Vom 1. Mai bis zum 31. Juli regnet es zum Beispiel in Düsseldorf an durchschnittlich 31 Tagen. Jeder Tag, an dem mehr als 5 Millimeter Regen fällt, könnte mit einer Ausgleichzahlung von 5000 Euro abgesichert werden. Ein „Rain-Day-Zertifikat", das diese Entschädigung ab dem 15. Regentag und maximal 50000 Euro garantiert, kostet rund 12000 Euro). Der Anbieter Celsius Pro AG bietet auf Ihrer Website eine Kalkulations-Software.
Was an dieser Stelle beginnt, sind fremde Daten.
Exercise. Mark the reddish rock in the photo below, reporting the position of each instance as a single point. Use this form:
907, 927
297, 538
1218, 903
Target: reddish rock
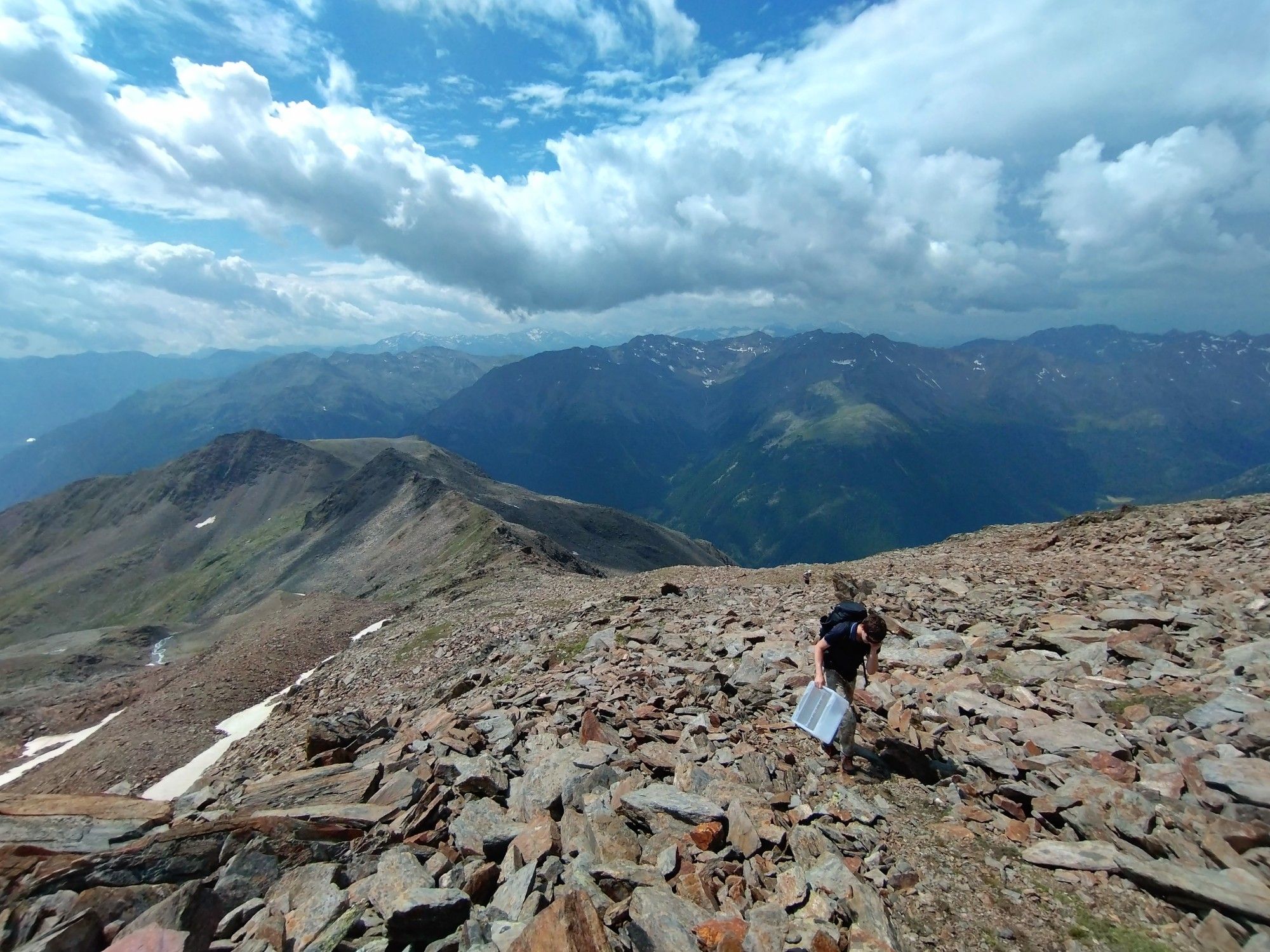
153, 939
722, 935
594, 729
707, 836
570, 925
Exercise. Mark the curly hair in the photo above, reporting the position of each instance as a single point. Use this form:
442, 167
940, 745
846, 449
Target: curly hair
874, 626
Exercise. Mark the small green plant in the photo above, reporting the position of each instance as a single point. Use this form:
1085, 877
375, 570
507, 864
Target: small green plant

Ein großer Emittent steht nach eigenen Angaben mit zwei deutschen Filialisten in Gesprächen über den Einsatz von Wetterderivaten. Ansonsten nutzen hier zu Lande erst wenige, vor allem große Unternehmen der Energiewirtschaft, das Instrumentarium. In den USA sind Wetterderivate gängige Finanzinstrumente, die sogar an Börsen gehandelt werden. „Je bewusster sie sich ihrer Risken werden, desto mehr zählen auch kleinere und mittlere Unternehmen zu den Interessenten", so Mark Rüegg, CEO von Celsius Pro. 2005 haben sich zum Beispiel Wirte des Ok¬toberfestes in München vor regenbedingten Einnahmeausfällen geschützt. Eines der wenigen Unternehmen, die über einen verregneten Sommer frohlocken, ist die Beate Uhse AG. An „schlechten Tagen" boomt das Geschäft mit Online-Bestellungen.

Manfred Godek* lz 23-09
*Der Autor arbeitet als freier Journalist in Düsseldorf

Wetterderivate für den Handel

Rain Day:
Das Regentag Zertifikat zahlt einen definierten Betrag für jeden Tag, an dem die tägliche Niederschlagsmenge über einem festgelegten Wert liegt.

Heat Day:
Das Hitzetag Zertifikat zahlt einen definierten Betrag für jeden Tag, an dem die Tageshöchsttemperatur über einem festgelegten Wert liegt.

Rain Season:
Das Regensaison Zertifikat zahlt einen definierten Betrag für jeden Millimeter, wenn die kumulierte Niederschlagsmenge in einer bestimmten Periode einen festen Wert überschreitet.

Hot Season:
Das Heisse Saison Zertifikat zahlt einen durch Sie definierten Betrag für jedes Grad Celsius, wenn die kumulierten Differenzen der Tageshöchsttemperaturen und einem Referenzwert einen festgelegten Wert überschreitet.

Cold Season:
Das Kalte Saison Zertifikat zahlt einen durch den Kunden definierten Betrag für jedes Grad Celsius, wenn die kumulierten Differenzen eines Referenzwertes und die Tageshöchsttemperaturen einen festgelegten Wert überschreitet.